又是具體傷情,可嚴重到什麼程度?還能不能走動?末了,還問,方不方便探看?
還惦記著探看?
魏景面無表情,提筆蘸墨,戰場刀兵無眼,如何能探看?
只筆尖剛觸及紙箋,卻頓了頓。
其實是可以的。
徐州軍投來之後,形勢立時逆轉。
除了兵馬差距以外,因濟王瞭解太多盟軍在防務戰策方面具體佈置,安王試探過確定東峪口之策暴露後,遂立即閉營不出,緊著迅速調整。
魏景進一步逼近盟軍大營,虎視眈眈。
但不得不說,盟軍這紮營地點選得不錯,依山傍水,易守難攻,一時倒很穩。
魏景也不急,濟王帶了大量訊息,有些是諸如糧道之類的事是不好調整的,他正命人查探確定,並抽絲剝繭,以圖後續一舉進攻。
雙方目前,正處於僵持狀態,戰事暫停,而魏景穩佔上風。
邵箐和孫氏想來,其實也是可以的。
探望了楊舒,在大戰再啟之前,將母女二人送回後方關口內的城池就可以了,安全無虞。
另外,其實楊舒的情況還真算不得太好。
那日隨徐州軍急行軍一夜,他傷口崩裂了,又有些許發炎跡象,高熱一度下不了床。又值這麼熱的一個夏天,還是魏景從後方緊急調來冰塊,遏制傷情惡化,養了幾日,才略見起色。
好吧,以上說了這麼多,其實都是不是最重要的。最關鍵是魏景與邵箐分離已久,極思念,聽得她想來,這念頭一勾起來,就再難給按回去。
提著筆糾結了好一陣,他最終還是寫,“阿箐吾妻,如今敵我僵持,戰局穩定,汝來無妨,……”
嗯,算了吧,他阿箐必定也是很思念他,想和他小聚的。來了無妨,就一兩天,完事就送她回關口。
……
接信後的邵箐,將這個訊息告知了孫氏,孫氏歡喜又擔憂,母女二人略略收拾,當日就啟程了。
姁兒吧,一起上路,但她會留在關口內的廣陰城,等待母親外祖母折返,她不去軍營了。
安置好女兒,邵箐孫氏當日繼續上路。出得關口,黃土官道塵土飛揚,撩簾一看,她卻皺了皺眉。
太多流民了。
邵箐並非不知民間疾苦的後院貴婦,她也知道遭到當年黃河大決和戰亂連連的影響,兗豫兩州有非常多的流民。之前豫州四郡的其中一項重要工作,就是安置流民。
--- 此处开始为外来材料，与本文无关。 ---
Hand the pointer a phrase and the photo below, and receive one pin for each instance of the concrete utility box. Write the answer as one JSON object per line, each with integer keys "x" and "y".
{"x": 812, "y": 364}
只是出了關口外,這流民數量之多,還是出乎了她的想像。
衣衫襤褸,骨瘦如柴,在熱日暴曬下緩慢前行,一片接連一片,有大人,偶爾能見到孩子,見到軍隊護送的車駕,他們忙不迭避開。
“流民怎會這麼多?”
饒是孫氏牽掛楊舒,見狀也不禁大為震動。
邵箐嘆了口氣,大約是攝於扶昌一帶又爆發大戰,不斷有附近的流民選擇再次四散奔逃。
這麼多的流民,解決根本方法只能是取下豫兗二州後,重新丈量土地以安置,調來良種讓他們重新耕種,否則啥法子也白搭。
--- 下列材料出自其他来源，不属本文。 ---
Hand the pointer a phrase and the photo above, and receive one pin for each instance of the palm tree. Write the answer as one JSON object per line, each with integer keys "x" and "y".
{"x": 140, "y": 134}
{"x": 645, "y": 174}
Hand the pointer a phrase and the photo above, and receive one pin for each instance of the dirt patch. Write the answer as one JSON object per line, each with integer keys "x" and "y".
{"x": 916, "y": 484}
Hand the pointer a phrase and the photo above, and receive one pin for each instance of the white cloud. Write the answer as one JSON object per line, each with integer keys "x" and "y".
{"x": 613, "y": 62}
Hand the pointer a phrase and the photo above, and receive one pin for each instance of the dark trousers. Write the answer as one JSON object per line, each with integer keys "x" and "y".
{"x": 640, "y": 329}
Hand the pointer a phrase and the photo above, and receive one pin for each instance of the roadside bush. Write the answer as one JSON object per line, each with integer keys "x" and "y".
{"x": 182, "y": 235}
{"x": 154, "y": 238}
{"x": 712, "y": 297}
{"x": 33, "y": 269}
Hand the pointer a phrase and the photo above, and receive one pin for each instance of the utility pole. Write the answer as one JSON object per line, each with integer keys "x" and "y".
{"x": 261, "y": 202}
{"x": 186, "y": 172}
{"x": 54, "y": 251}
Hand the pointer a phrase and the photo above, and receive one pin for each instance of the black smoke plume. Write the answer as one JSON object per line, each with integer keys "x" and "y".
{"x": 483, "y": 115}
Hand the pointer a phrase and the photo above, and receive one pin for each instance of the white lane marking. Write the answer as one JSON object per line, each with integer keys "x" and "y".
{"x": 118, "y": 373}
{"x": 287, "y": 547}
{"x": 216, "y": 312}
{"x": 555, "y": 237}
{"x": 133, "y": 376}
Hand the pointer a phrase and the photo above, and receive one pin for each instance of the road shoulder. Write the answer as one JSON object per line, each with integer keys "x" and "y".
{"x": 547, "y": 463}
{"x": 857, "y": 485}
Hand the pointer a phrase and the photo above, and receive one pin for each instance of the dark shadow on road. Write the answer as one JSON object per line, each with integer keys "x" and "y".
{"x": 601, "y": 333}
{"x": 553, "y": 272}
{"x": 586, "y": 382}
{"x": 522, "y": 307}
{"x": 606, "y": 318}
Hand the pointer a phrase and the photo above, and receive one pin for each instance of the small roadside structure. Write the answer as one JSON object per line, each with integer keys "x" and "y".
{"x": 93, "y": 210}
心裡沉甸甸的,但也無能為力。陌生人太多了,為了自身安全,護送親軍已嚴陣以待,幫助什麼的杯水車薪不說還添亂。
邵箐只能放下車簾,不再看了。
唉,欺騙欺騙自己吧。
……
母女沉默久久,好在趕路到了傍晚,大營終於遙遙在望了,邵箐想起魏景,精神一振,終於重新高興起來。
魏景親自出迎。
但孫氏也在車廂,不好親近,他只護著車駕,一路直入轅門。
“楊表兄呢?”
邵箐知道孫氏心急,但卻不好開口,略略梳洗後,她便主動問起。
魏景笑意微微一滯。
“在西邊大營,我領你去。”
邵箐“嗯”了一聲,衝他一笑:“先看了楊表兄,回來我們再說話。”
她重新擰了帕子,細心給他擦拭了臉上的汗漬。